Las doctrinas erráticas, la seducción del poder y
la fuerza engañadora del mal provocan la apostasía. Pero también la
conducta desordenada puede dividir a la comunidad. Y así como hay
que rechazar las enseñanzas de quienes niegan la venida gloriosa del
Señor por sus expresiones mentirosas, también es necesario apartarse
de quienes niegan la presencia del Señor, pues viven de tal manera
que sus prácticas rechazan los preceptos apostólicos. Y si la
enseñanza se recibió “por palabra o por carta”, la práctica
cotidiana se recibió por imitación de vida (1 Tes, 3,7). El v.
repite textualmente 1 Tes 2,9. Pero el contexto argumentativo ha
variado totalmente.
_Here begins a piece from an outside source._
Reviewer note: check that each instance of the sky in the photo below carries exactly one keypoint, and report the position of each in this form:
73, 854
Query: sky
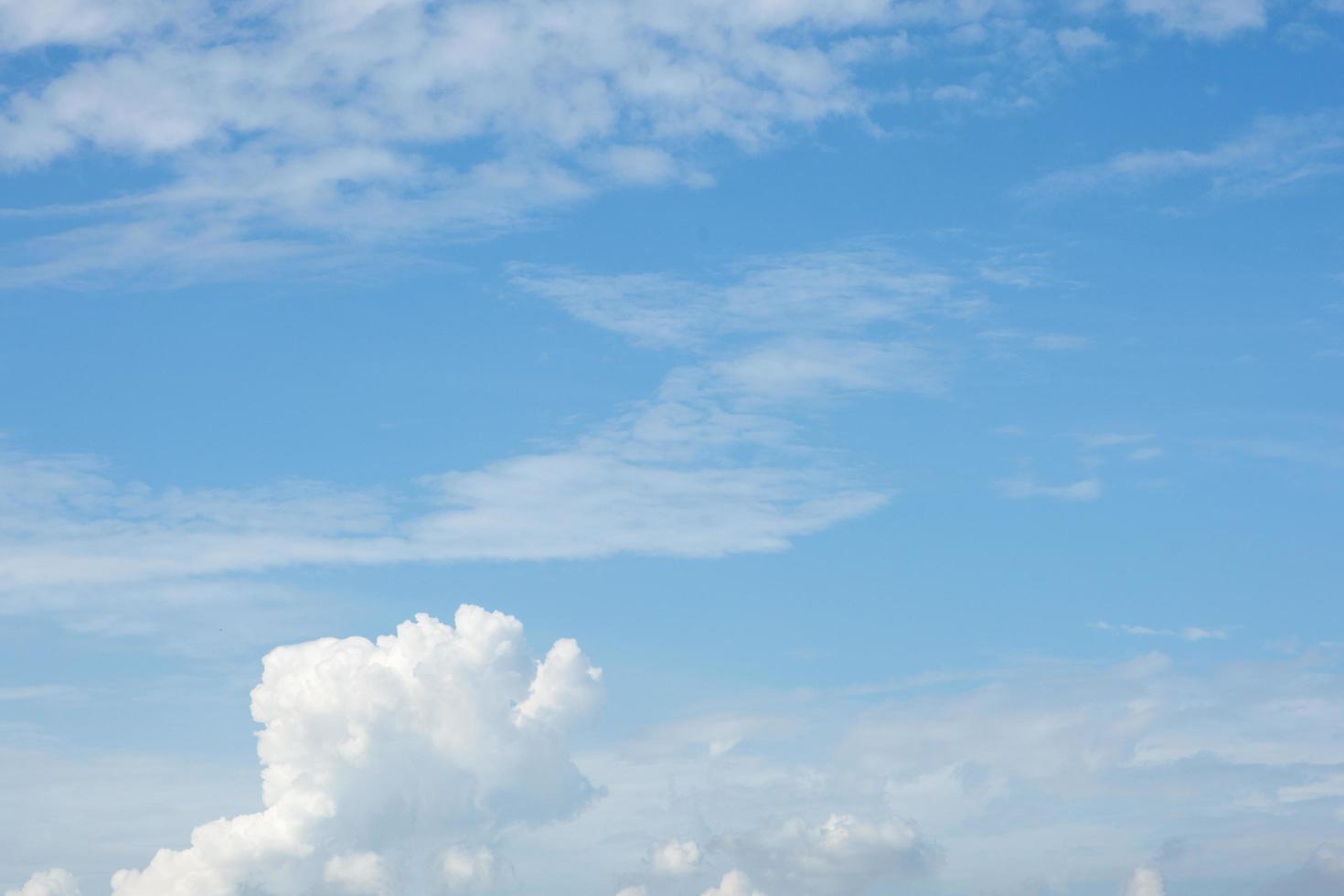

Mientras en 1 Tes quiere indicar la disposición
fraterna del grupo misionero a sostenerse a sí mismo para no
depender de nadie y manifestar así su libertad, en este contexto es
dado como una conducta a ser imitada, como un ejemplo a ser seguido
por la comunidad y por sus miembros en su vida cotidiana.
La recomendación de sostenerse a sí mismos
mediante el trabajo manual ya está en 1 Tes 4,11. Cabe preguntarnos,
a quiénes, en la comunidad, va dirigida esta amonestación.
Descartemos a los esclavos, dados que no está en ellos la opción de
trabajar o no. Tampoco es posible pensar en los simples artesanos
urbanos que probablemente constituyeran la mayoría de este grupo de
creyentes; ellos normalmente vivían al día, debían sostener a sus
familias; y si todos, o un grupo significativo de ellos dejaba de
sostenerse a sí mismo para vivir de “fondos comunitarios”,
seguramente en poco tiempo se agotarían los recursos. En el mundo
antiguo los que apreciaban el ocio eran las clases superiores, o los
aspirantes a integrarlas: propietarios menores que vivían de sus
esclavos, o patrones comerciantes. Estos no “viven del trabajo de
sus manos” y tienen tiempo para sembrar rumores, frecuentar los
juegos y fiestas cívicas y “hacer sociales”, mientras otros,
esclavos, dependientes y clientes, trabajan para ellos y producen el
pan que comen.
“El que no trabaja que tampoco coma” no está
dirigido, como tantas veces se ha usado, a los desvalidos y humildes
que necesitan la solidaridad del grupo, sino a los que viven del
trabajo ajeno, a los explotadores de los otros, a los que acumulan
bienes más allá de sus necesidades con el sudor de los demás. Estos
son los que no trabajan en nada, viven desordenadamente metiéndose
en lo ajeno (v. 11). Estos son lo que deben trabajar y comer su
propio pan. Sin duda, la Iglesia primitiva, como sabemos, tuvo una
práctica de asistencia mutua desde sus mismos orígenes.
Y no puede negarse que siempre hay posibilidad de abusos en estas
circunstancias. Pero los abusos a estos sistemas de solidaridad
nunca serán tantos y tan nefastos como los abusos de los poderosos
que viven del trabajo ajeno, que se enriquecen con el esfuerzo de
otros, que comen su pan sin haber sembrado ni molido un solo grano
de trigo. Por eso, junto con la recomendación de trabajar va la
recomendación de “hacer el bien”. La excusa de los abusos no puede
servir como argumento para dejar de ser solidarios con los más
necesitados, ni el afán de acumular debe reemplazar a la generosidad
de los que pueden hacer algo. La vida práctica de la comunidad es
también una forma de predicar, y de predicar una opción de vida que
cuestiona y desafía a los dioses del poder, a las justificaciones
ideológicas de los explotadores, o al desapego a la caridad que
exhiben los agentes del Imperio, entonces y ahora.
La iglesia cristiana es una comunidad solidaria.
Usar el texto: “El que no trabaja que tampoco coma”, en un contexto
de desocupación, subempleo o salarios de hambre como ocurre en
nuestro continente latinoamericano, solo puede venir de almas
insensibles. No es ese el sentido que le dieron los autores de 2 Tes.
Desgraciadamente, en nuestras sociedades hay muchos que pasan hambre
trabajando, y los que más abundancia tienen suelen pasarse mucho
tiempo libre, viviendo de la especulación o del trabajo de otros.
Mostrar que en esta carta este texto sirve para ayudar a la
construcción de un sentido solidario, para desarmar los mecanismos
de exclusión o de mutua agresión, puede ayudar a superar ese uso
egoísta que muchas veces se ha hecho del texto. El evangelio debe
ser predicado con las formas de vida, y la palabra que pone broche a
este texto es “no se cansen de hacer el bien”.